With regards to vSphere Replication also a lot has changed. So far there was no support for vSphere Replication enabled VMs to be part of an SDRS datastore cluster but with 6.0 it is fully supported. As of 6.0 Storage DRS will recognize replica VMs (which are replicated using vSphere Replication) and thresholds have been exceeded then SDRS will query vSphere Replication and will be able to migrate replicas to solve the resource constraint.
Up next the integration with Storage Policy Based Management. In the past when you had different tiers of datastores as part of the same Datastore Cluster then SDRS could potentially move a VM which was assigned policy “gold” to a datastore which was associated with a “silver” policy. With vSphere 6.0, SDRS is aware of storage policies in SPBM and will only move or place VMs to a datastore that can satisfy that VM’s storage policy.
Oh and before I forget, there is also the introduction of IOPS reservations on a per virtual disk level. This isn’t really part of Storage DRS but a function of the mClock scheduler and integrated with Storage IO Control and SDRS where needed. It isn’t available in the UI even in this release, only exposed through the VIM API so I doubt many of you will use it… figured though I would mention it already, and I will do a deeper write up later this week probably.
Peter van Grinsven says
Is there change in the way the IOPs limits per virtual disk are enforced in vSphere 6.0 in comparison to vSphere 5.1 / 5.5 using the old scheduler?
With vSphere 5.1 / 5.5 with the old scheduler, our experience has been that IOPs limits set on a per virtual disk level for a virtual machine are aggregated for the virtual disks assigned to the virtual machine and only enforced on the virtual machine level.
Example being is that if a VM has a 2 disks – disk 1 with IOPS limit 100 and disk 2 with IOPS limit 400. The aggregated IOPs would be 500. The result is the VM is allowed to execute up to 500 IOPs on per disk level without honouring the per disk limit configured without exceeding a total of 500 IOPs across the whole virtual machine.
Bo Waters says
Nice Post and nice next steps for SDRS.
Here’s an example of what happens at our company where we have 10,000 vm’s, and 20 PB of storage: The lifecycle of a cluster is 5 years.

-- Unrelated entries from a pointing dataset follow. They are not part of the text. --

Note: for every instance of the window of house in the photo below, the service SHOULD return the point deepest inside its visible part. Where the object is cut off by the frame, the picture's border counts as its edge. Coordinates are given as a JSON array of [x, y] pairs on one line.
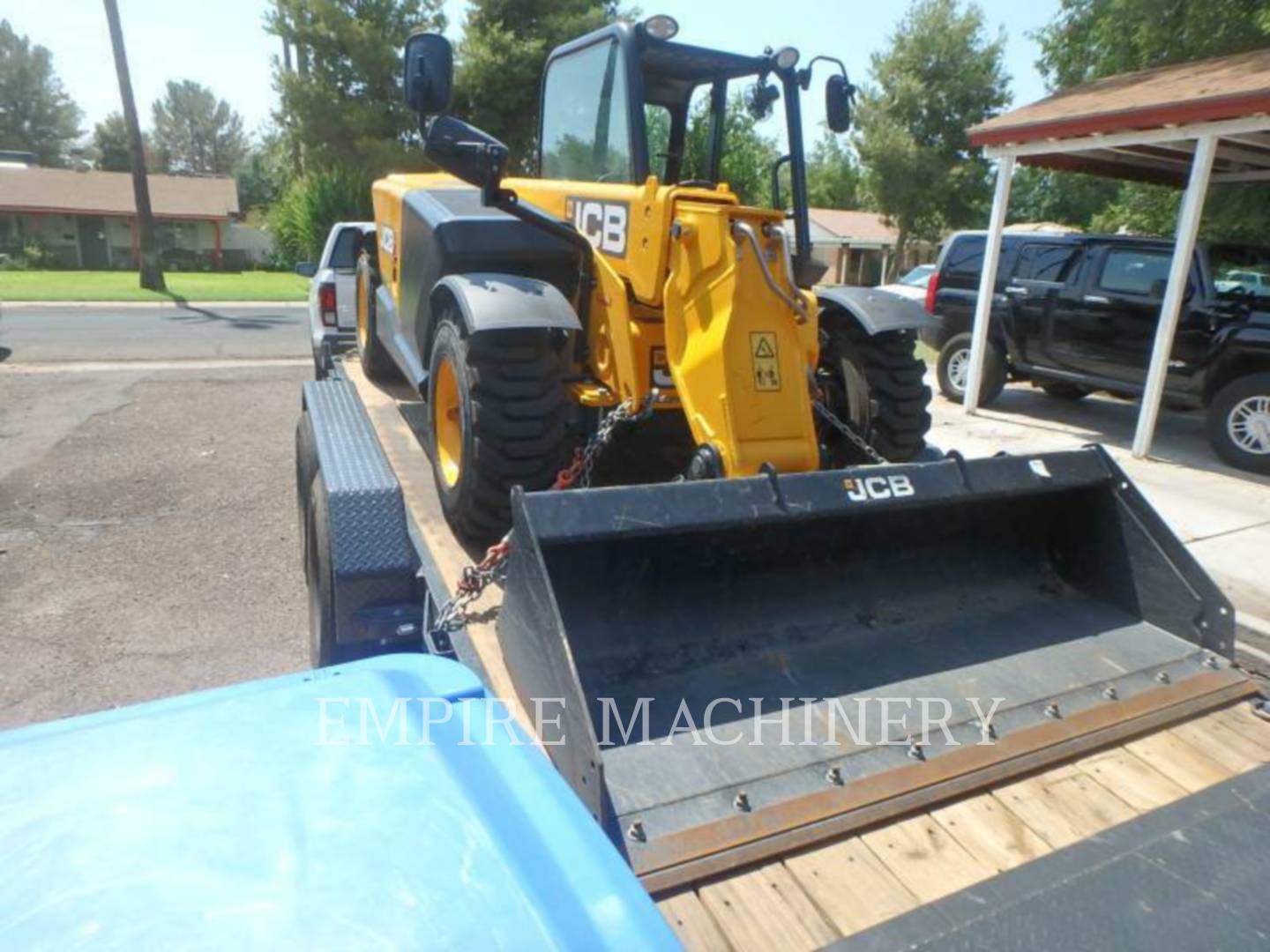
[[586, 131], [1133, 271], [1044, 262]]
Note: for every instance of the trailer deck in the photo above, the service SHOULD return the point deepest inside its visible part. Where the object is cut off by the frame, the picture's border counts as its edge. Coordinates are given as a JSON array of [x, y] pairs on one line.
[[946, 825]]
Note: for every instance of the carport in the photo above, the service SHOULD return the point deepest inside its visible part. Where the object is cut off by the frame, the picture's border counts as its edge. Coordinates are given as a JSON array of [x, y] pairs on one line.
[[1185, 126]]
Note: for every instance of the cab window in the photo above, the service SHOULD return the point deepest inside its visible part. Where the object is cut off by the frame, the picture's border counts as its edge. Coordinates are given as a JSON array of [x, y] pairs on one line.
[[586, 133]]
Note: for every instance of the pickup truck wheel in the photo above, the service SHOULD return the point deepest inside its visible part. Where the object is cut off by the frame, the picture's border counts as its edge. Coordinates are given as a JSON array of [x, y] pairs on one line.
[[875, 383], [1065, 391], [1238, 423], [497, 410], [376, 362], [954, 368]]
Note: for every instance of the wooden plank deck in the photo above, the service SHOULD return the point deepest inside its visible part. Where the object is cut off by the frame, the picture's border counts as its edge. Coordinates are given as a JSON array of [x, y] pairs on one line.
[[811, 899]]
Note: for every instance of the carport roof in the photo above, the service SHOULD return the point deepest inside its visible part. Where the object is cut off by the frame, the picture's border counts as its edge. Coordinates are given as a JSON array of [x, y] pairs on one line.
[[69, 192], [1123, 126]]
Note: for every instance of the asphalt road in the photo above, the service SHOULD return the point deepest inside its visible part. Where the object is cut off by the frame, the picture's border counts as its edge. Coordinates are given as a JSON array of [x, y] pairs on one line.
[[150, 333], [147, 539]]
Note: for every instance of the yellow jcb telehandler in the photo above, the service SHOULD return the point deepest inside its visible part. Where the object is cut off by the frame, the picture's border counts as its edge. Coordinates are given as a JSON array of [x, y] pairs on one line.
[[527, 309]]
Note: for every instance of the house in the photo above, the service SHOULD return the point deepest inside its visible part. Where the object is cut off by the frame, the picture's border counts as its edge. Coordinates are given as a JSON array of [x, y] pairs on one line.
[[859, 248], [88, 219]]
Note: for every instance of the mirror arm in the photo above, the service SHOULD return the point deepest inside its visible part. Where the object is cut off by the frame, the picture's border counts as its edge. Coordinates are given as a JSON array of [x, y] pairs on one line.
[[804, 75]]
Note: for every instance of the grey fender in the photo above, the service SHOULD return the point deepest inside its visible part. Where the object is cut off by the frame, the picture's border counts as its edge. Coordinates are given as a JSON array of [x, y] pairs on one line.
[[490, 301], [877, 311]]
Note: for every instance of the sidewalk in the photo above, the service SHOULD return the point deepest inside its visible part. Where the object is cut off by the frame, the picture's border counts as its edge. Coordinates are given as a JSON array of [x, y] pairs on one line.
[[1221, 513]]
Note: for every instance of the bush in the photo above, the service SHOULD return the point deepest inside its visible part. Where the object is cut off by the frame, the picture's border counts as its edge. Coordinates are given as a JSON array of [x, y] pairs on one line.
[[303, 217]]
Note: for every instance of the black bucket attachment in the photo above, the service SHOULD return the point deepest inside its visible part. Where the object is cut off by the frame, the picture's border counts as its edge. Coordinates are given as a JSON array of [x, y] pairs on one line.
[[776, 611]]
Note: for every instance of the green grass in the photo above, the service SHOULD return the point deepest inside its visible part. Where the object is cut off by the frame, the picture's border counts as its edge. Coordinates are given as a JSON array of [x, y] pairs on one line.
[[122, 286]]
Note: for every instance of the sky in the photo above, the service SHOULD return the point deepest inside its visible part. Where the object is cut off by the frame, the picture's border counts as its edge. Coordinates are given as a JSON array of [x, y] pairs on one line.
[[222, 43]]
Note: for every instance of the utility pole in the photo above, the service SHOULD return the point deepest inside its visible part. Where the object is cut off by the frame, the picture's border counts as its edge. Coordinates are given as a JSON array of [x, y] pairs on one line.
[[152, 270]]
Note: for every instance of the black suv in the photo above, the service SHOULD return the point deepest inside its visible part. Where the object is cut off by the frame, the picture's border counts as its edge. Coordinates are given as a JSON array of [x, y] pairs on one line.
[[1073, 314]]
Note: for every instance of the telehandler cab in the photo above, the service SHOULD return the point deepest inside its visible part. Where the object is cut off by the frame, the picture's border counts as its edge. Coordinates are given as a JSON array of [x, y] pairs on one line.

We properly provision and balance on day1 and sometime later the cluster fills up. Now you’re at year two and things need to be re-balanced because storage usage patterns have changed. Balancing on latency doesn’t take into account operational high watermarks for stuff like storage controller CPU utilization and it’s ilk, so your stuck micro managing the array with (hopefully) people that are technically omnipotent. Setting an high watermark for per VM IOPS doesn’t let the VM stretch if necessary and adds another layer to troubleshoot when looking at already difficult storage performance troubleshooting. Now we’re in year 4 and we need to migrate in 12 months…. (is the fat lady singing yet?)